Gabrielle Bellot on Sylvia Plath and Unlearning Depression's Stigma
At Literary Hub, Gabrielle Bellot contributes an article about Sylvia Plath's trajectory, mapping the publication of The Bell Jar, and Plath's ultimate suicide, before revealing her experiences in the contemporary moment, with depression. Along the way, we learn about some the long-standing beliefs surrounding the illness, and about how difficult it can be: "For some of us, Death offers her hand more than once for a dance in her ballroom. We may want her to, fed up as we are with life, or we may be swallowed up by the grey of depression, not even fully realizing we have taken Death’s dark-nailed fingers in ours," Bellot writes. From there:
We sway, her blue curls brushing our cheeks, her soft scent become almost familiar after the second time around the floor under the pink-black lanterns, but we always find ourselves, with rage or relief, back beyond the dancefloor, breathing. We fail to die, try as we might.
If Lady Lazarus is defined by her brushes with and ultimate defiance against death, such is also the case, though more poignantly, with another heroine of Plath’s, Esther Greenwood, the narrator of her only finished novel, The Bell Jar. (She had started composing at least two other novels before her death, one manuscript of which Plath’s mother claimed was lost to fire; only The Bell Jar was completed.) Though finished in 1961, the part-autobiographical novel—its early titles were Diary of a Suicide or The Girl in the Mirror, the latter of which emphasizes Esther’s connection to Plath—was published in England in January, 1963, mere weeks before Plath would kill herself. Early reviews seemed tepid; Plath felt stung. Her abusive husband, Ted Hughes, had abandoned her, leaving her to raise two children—Frieda, three, and Nicholas, one—alone. Early in the morning on February 11th, in the London flat William Butler Yeats had once lived in, she ended her life by placing her head in an oven, gas switched on. Wishing to spare her children, if not herself, she opened the window and sealed off the kitchen door with tape and wet towels, so that the lethiferous carbon monoxide would not leak through. In her last parental act, small but heartbreaking, she left out mugs of milk for her children before turning on the oven.

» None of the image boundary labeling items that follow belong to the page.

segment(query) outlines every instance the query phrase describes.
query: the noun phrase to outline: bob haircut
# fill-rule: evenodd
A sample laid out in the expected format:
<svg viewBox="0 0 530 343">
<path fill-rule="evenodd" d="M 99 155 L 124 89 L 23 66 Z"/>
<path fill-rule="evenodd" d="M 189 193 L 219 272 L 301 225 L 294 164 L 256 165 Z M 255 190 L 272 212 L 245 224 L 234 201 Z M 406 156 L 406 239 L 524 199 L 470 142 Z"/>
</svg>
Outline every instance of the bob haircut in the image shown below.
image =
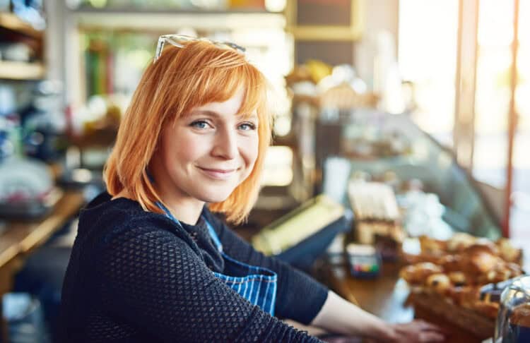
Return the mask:
<svg viewBox="0 0 530 343">
<path fill-rule="evenodd" d="M 163 128 L 194 107 L 228 100 L 241 87 L 245 95 L 238 113 L 249 116 L 256 110 L 258 115 L 258 156 L 249 176 L 227 199 L 210 203 L 208 207 L 223 213 L 230 222 L 245 221 L 257 198 L 265 152 L 271 140 L 269 84 L 245 56 L 208 42 L 189 42 L 182 48 L 168 46 L 146 69 L 105 167 L 108 192 L 115 195 L 124 189 L 144 210 L 163 213 L 156 205 L 156 202 L 163 202 L 148 172 Z"/>
</svg>

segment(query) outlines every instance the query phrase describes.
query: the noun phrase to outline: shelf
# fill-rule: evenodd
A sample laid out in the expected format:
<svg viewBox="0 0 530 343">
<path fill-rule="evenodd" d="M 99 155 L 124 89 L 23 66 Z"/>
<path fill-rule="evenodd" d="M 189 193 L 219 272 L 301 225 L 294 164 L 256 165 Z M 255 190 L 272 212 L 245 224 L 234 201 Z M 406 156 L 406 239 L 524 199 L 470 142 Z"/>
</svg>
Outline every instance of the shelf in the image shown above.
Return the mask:
<svg viewBox="0 0 530 343">
<path fill-rule="evenodd" d="M 179 28 L 199 30 L 283 28 L 285 16 L 271 12 L 108 12 L 73 11 L 82 30 L 130 30 L 170 32 Z"/>
<path fill-rule="evenodd" d="M 40 63 L 0 61 L 0 79 L 39 80 L 45 74 L 45 67 Z"/>
<path fill-rule="evenodd" d="M 35 38 L 42 37 L 42 31 L 34 29 L 30 24 L 10 13 L 0 12 L 0 28 L 17 31 Z"/>
</svg>

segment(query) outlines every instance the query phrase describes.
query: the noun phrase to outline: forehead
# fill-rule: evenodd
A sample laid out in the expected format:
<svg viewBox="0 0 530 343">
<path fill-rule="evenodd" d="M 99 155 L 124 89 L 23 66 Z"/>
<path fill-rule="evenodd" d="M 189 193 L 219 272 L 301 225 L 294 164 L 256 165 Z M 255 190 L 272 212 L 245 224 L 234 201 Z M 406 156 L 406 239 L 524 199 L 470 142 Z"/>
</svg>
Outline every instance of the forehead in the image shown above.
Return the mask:
<svg viewBox="0 0 530 343">
<path fill-rule="evenodd" d="M 241 113 L 244 98 L 245 91 L 242 88 L 240 88 L 234 95 L 227 100 L 208 102 L 203 105 L 193 107 L 186 114 L 186 116 L 194 115 L 209 115 L 221 117 L 227 116 L 257 116 L 257 113 L 256 109 L 252 110 L 249 113 Z"/>
</svg>

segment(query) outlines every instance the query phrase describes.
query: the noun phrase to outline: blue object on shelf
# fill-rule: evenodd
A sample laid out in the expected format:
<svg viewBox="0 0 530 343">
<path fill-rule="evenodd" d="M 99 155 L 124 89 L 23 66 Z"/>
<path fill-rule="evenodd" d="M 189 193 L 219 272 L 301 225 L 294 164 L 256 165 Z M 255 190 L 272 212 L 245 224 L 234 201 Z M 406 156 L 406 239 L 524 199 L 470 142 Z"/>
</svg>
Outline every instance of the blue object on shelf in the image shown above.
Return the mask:
<svg viewBox="0 0 530 343">
<path fill-rule="evenodd" d="M 276 255 L 276 258 L 302 270 L 311 269 L 315 260 L 324 254 L 335 236 L 351 229 L 351 211 L 300 243 Z"/>
</svg>

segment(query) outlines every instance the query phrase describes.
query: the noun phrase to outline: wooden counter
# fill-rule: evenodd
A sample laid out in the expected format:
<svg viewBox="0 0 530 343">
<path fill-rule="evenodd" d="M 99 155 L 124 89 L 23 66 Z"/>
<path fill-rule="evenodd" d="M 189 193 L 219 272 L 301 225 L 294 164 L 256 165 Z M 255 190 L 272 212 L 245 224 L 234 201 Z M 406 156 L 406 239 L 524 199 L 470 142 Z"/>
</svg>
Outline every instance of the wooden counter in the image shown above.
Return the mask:
<svg viewBox="0 0 530 343">
<path fill-rule="evenodd" d="M 44 218 L 8 222 L 0 234 L 0 299 L 11 290 L 13 276 L 23 266 L 25 258 L 77 215 L 83 203 L 81 191 L 66 191 Z M 0 306 L 0 318 L 3 318 L 1 311 Z M 0 342 L 8 342 L 5 322 L 0 325 Z"/>
<path fill-rule="evenodd" d="M 381 275 L 375 279 L 354 279 L 344 267 L 330 268 L 330 286 L 341 296 L 350 301 L 356 299 L 363 309 L 391 323 L 406 323 L 420 318 L 437 324 L 449 333 L 447 342 L 481 343 L 483 339 L 432 315 L 428 311 L 415 313 L 412 307 L 405 305 L 409 291 L 406 283 L 399 277 L 397 263 L 383 265 Z M 493 332 L 491 332 L 493 336 Z"/>
</svg>

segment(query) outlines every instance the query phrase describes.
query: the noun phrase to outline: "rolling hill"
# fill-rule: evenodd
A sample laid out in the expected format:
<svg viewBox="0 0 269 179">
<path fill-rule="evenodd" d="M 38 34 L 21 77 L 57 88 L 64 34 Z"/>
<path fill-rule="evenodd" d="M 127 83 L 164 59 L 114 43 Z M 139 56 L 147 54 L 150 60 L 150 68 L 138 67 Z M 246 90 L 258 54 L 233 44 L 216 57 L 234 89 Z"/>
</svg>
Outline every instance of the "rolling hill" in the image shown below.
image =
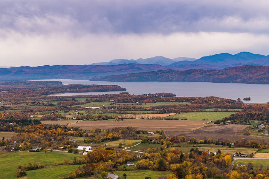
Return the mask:
<svg viewBox="0 0 269 179">
<path fill-rule="evenodd" d="M 165 70 L 90 79 L 109 81 L 195 81 L 269 84 L 269 67 L 246 65 L 222 70 Z"/>
</svg>

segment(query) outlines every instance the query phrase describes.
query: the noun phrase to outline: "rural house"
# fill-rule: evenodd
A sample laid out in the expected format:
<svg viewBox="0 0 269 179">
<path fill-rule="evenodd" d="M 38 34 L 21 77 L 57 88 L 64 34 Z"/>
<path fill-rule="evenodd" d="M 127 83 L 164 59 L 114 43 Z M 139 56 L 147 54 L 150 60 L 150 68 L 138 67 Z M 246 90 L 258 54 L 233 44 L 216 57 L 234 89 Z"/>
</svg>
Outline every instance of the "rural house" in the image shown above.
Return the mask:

Despite being an American, she had expressly requested that The Bell Jar not be published in America, as its roman à clef elements were clear enough that she feared her family and acquaintances recognizing themselves in it. Ergo, American readers would have to wait until the next decade for her only novel to reach their shores, though bootleg copies of The Bell Jar quickly appeared in bookstores in New York and elsewhere, largely because Plath’s suicide had caused her fame to swell. Suddenly, everyone wanted to The Bell Jar, in case it might hold a key to her self-execution; the publishers who had earlier pooh-poohed her subject matter now yenned for the rights to it. For young women, in particular, The Bell Jar resonated, provided they could get their hands on a copy.